You could also go the other way. Don’t give users a puzzle rating but also don’t adjust their actual ranked game rating. However use that ranked game rating to set an average difficulty level of a puzzle. I’m imagining something like a histogram of pass/fail by rank for a puzzle and then assigning an average rating based on that somehow. The idea would be that the rating tells you that OGS players of this level typically solve or can’t solve this puzzle, and these would be the people you’d be playing rated games against.

One way for instance would be to assign a difficulty band to the puzzle, lets imagine its (8 kyu, 10 kyu). If you had a histogram of attempts at the puzzle, which showed the number of passes and fails against ranking of the players, then maybe 10kyu can mean something like x% (90%?) of attempts by players below 10 kyu are fails. Then the 8kyu can mean y% (90%?) of attempts by players above 8kyu are passes. Something like that could give you an of how the attempts at solving the puzzle play out by OGS players.

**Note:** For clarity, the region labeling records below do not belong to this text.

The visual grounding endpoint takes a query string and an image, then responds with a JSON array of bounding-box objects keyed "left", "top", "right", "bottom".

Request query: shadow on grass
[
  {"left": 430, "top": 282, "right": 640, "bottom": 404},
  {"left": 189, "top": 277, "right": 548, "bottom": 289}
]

One can imagine if you had a very tight rating band, it could be indicative of some tesuji or idea in the puzzle that a large number players below a certain rating might not have seen, but a large number above a certain range have seen.

Or maybe it’s just the case you get a broad (too broad) rating range for it to be useful, I don’t know.

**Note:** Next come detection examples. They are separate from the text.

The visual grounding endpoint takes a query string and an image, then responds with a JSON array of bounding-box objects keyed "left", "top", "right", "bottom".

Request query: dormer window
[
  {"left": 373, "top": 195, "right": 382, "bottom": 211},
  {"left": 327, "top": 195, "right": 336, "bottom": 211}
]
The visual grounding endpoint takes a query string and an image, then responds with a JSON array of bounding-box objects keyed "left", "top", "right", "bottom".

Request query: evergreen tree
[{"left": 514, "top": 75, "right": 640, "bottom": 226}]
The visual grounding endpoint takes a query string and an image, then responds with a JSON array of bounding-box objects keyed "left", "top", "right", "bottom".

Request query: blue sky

There’s still the issue though of what it means to solve the puzzle…

dragon-devourer · October 9, 2020, 11:13pm

TL;DR - Actually, don’t convert existing puzzles from using difficulty ranks to difficulty categories. Just add the categories to the top of the difficulty drop-down menu so puzzle authors can use categories or ranks as they wish. We should make this trivial change now, and aim to develop an automatic puzzle ranking system in the longer term.

Long version:

@Atorrante Yes, I am talking about the difficulty (rank), not the rating (quality out of 5 stars). Apologies for my ambiguous language.

My proposal of changing the difficulty drop-down menu from 40 ranks to 5 categories does fix the problems (at least partially). Currently, a puzzle creator has to select the difficulty from a list of 40 ranks. This is near impossible to do accurately. However, even a beginner can probably select the correct difficulty from a list of 5 categories.

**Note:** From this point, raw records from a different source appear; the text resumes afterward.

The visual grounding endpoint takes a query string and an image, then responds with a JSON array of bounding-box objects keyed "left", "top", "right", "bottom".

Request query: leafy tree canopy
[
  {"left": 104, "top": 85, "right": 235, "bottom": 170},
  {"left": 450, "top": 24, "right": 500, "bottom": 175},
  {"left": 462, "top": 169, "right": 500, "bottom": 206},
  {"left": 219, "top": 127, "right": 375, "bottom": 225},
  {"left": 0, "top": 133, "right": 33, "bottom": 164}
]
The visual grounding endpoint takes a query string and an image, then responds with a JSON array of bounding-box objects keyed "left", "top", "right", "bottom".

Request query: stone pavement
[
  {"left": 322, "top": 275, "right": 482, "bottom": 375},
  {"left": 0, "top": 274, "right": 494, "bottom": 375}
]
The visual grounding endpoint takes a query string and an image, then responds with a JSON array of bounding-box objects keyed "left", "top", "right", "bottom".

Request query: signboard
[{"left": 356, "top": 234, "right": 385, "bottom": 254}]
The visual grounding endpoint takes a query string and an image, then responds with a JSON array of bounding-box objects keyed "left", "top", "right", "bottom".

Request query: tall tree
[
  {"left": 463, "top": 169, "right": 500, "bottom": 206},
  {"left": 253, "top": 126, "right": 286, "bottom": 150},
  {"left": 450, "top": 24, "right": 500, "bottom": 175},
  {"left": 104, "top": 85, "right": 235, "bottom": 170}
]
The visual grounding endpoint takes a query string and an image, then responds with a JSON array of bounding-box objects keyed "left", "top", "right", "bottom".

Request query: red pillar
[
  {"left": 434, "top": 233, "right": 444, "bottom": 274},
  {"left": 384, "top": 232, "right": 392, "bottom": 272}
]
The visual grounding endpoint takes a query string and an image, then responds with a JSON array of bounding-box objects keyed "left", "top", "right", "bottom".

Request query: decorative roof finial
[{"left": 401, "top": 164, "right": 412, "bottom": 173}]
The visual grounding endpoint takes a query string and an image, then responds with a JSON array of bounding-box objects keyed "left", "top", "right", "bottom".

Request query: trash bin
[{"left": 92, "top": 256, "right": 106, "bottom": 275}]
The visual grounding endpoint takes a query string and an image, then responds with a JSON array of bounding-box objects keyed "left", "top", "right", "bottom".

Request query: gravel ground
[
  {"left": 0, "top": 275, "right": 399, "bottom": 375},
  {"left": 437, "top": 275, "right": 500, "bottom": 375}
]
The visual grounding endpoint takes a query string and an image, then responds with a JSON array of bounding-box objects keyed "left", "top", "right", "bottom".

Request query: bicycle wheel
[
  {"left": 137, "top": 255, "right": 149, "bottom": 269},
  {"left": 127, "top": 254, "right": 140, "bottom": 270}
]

And as a puzzle solver, I don’t care if a puzzle is, say, 12k vs 10k. I just want to try a selection of elementary to hard puzzles (maybe start with some elementary ones as a warm up, then some easy, a few medium and a hard one to finish - and skip the very hard for me!).

Also, if a puzzle currently has the wrong difficulty, then correcting it is easier with 5 categories than it is with 40 ranks.

I think it does work. If we are reasonably confident with a puzzle’s difficulty as a rank, then we can be reasonably confident when this is converted to a category - so no problem there. And if we are not confident in the difficulty as a rank then we might also be low confidence in the difficulty as a category, but then we end up no worse than we started (or maybe slightly better because, as above, fixing a category is probably easier than fixing a rank). But then again, an inaccurate rank might become an accurate difficulty category, which is a win.

Although, we don’t even need to convert. Just leave the existing puzzles with a rank difficulty and add the difficulty categories to the top of the drop-down menu so new puzzles can use those (or rank if the author really wants to). This then becomes an almost trivial change to implement.

There’s nothing wrong with doing some puzzles that are a bit on the easy side or a bit on the hard side. If there way too hard, then yeah, not so useful. But a bit on the hard side will push you further, and easy ones are good for practicing fast reading and making sure the fundamentals are solid. This is why I think broad categories are actually better - so you get a mix of puzzles in your target range. I doubt very much that a player who is, say, 10k would not benefit from puzzles accurately ranked anywhere from 15k to 5k, or even outside those limits.

@shinuito and @ckersch - I agree that some sort of automatic ranking system would better in the long term but the trivial change of adding difficulty categories to the top of the drop-down menu can be done now to improve the situation until a robust system is devised and implemented.